Die Herausforderung: Anomalien in Energieverbrauchsprofilen

Im Rahmen des Forschungsprojektes PROGRESSUS, an dem eine Arbeitsgruppe von Ingenics Digital von 01.04.2020 bis 31.09.2023 beteiligt war, haben wir (unter anderem der Autor dieser Notiz) nicht nur die Optimierung des Paketroutings in der Kontrollebene von Software-Defined Networking erarbeitet, sondern auch eine Untersuchung durchgeführt, inwieweit maschinelles Lernen (machine learning, ML) zur Erkennung von Anomalien in Energieverbrauchsprofilen geeignet ist. Dazu setzten wir hauptsächlich auf Verfahren des bestärkenden Lernens, um die Effektivität eines Energiemanagementsystems zu verbessern. Außerdem verwendeten wir Algorithmen des maschinellen Lernens, um die Zeit, Menge, Dauer und den verfügbaren Strompuffer vorherzusagen und diese Daten an übergeordnete Netze weiterzuleiten.

Hintergrund

Im EU-Forschungsprojekt PROGRESSUS wurden neue Konzepte, Technologien und Komponenten untersucht, welche die Integration von erneuerbaren Energiequellen und -speichern kombiniert mit einem intelligenten Energiemanagement ermöglichen. Dies soll den Bedarf der Primärenergie sowie der CO2-Emissionen reduzieren und eine dezentrale Energieinfrastruktur vorantreiben. Die Wandlung des Energienetzes vom reinen Verteilnetz hin zum Smart Grid ist ein unverzichtbarer Schritt, um die Klimaschutzziele zu erreichen und um den Bedarf an fossilen Energieträgern deutlich zu reduzieren. Wesentliche Elemente dieses Wandels sind die Erweiterung des Energieversorgungsnetzwerks um folgende Komponenten:

  • Zustandserfassung in Echtzeit
  • sichere Kommunikationsverfahren für den Austausch von Zustands-, Kontroll- und Steuerungsdaten sowie
  • die effiziente Wandlung elektrischer Energie zur Verknüpfung von Verbrauchern, Speichern und Energiequellen.

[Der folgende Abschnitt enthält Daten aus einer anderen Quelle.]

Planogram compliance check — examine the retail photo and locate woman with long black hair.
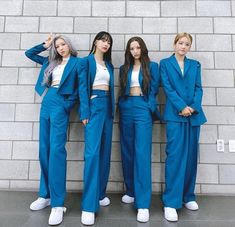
[80,31,114,225]
[118,37,159,222]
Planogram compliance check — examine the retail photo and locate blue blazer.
[79,54,115,120]
[25,43,81,100]
[160,54,206,126]
[119,62,161,120]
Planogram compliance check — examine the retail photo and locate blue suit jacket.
[25,43,81,100]
[119,62,161,120]
[160,55,206,126]
[79,54,115,120]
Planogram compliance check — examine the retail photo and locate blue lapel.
[139,67,143,88]
[170,54,183,77]
[105,62,114,88]
[184,57,190,76]
[125,65,133,95]
[88,54,96,84]
[170,54,190,77]
[60,56,77,87]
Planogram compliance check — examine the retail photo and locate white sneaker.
[99,197,110,207]
[137,209,149,222]
[81,211,95,225]
[122,195,135,203]
[48,207,66,225]
[164,207,178,221]
[30,197,51,210]
[184,201,199,210]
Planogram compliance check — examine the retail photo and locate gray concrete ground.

Für PROGRESSUS wurde das Anwendungsbeispiel einer Ladeinfrastruktur für Elektrofahrzeuge gewählt (Abb. 1). Sie besteht aus einer lokalen, miteinander vernetzten Gruppe von Ladestationen, die ein Mikrogrid bildet, das an einem Übergabepunkt mit dem Verteilnetz verbunden ist. Gleichzeitig sind die Ladesäulen in einem Kommunikationsnetzwerk zusammengeschlossen.

System
System

Abb. 1: Schematische Darstellung der Ladeinfrastruktur für E-Fahrzeuge. Gezeigt sind:

  • vier Ladesäulen (1) mit Speicherbatterie, bidirektionalem DC/DC-Wandler, integrierter Leistungskomponente und Stromsensor,
  • eine Plattform (2) für Mehrwertdienste mit dezentralisiertem Energiemanagement und Sicherheitschip,
  • eine sichere Netzwerkverwaltung (3) mit dynamischem Netzwerkmanagement sowie einer
  • Monitoring-Einheit (4) für die Statusüberwachung von Netzwerkknoten u.a. Smart contracts für den Stromhandel werden von den Komponenten 2, 3 und 4 ausgehandelt. Die Ladeinfrastruktur ist gemeinsames Arbeitsergebnis aller an PROGRESSUS beteiligten Partner.

Anwendungsfälle

Wir haben den Einsatz von Algorithmen des maschinellen Lernens für zwei Einsatzfälle analysiert. Die auf maschinellem Lernen basierende Fehler- bzw. Mustererkennung in intelligenten Netzen ist ein wachsendes Forschungsgebiet. Es gibt verschiedene Ansätze von maschinellem Lernen: überwachtes, unüberwachtes und bestärkendes Lernen.

Energievorhersage

Die Energieprognose in einem Mikronetz beruht auf gesammelten Daten von jedem Gerät, das an das Netz angeschlossen ist. Das Energieprofil eines Geräts besteht aus einem Datensatz für dieses Gerät. Eine Sammlung solcher Energieprofile wurde sowohl für das Training als auch die Validierung eines neuronalen Netzes unter Einsatz von Algorithmen des maschinellen Lernens verwendet. Dieses so trainierte Netz kann dann zur Vorhersage des Energiebedarfs von Verbrauchernetzen verwendet werden. Ein Kommunikationsknotenpunkt überwacht die Daten aller angeschlossenen Geräte und trainiert ein neuronales Netz, mit dem z. B. die Betreiber von Energienetzen Anpassungen an ihre Energieproduktion vornehmen können.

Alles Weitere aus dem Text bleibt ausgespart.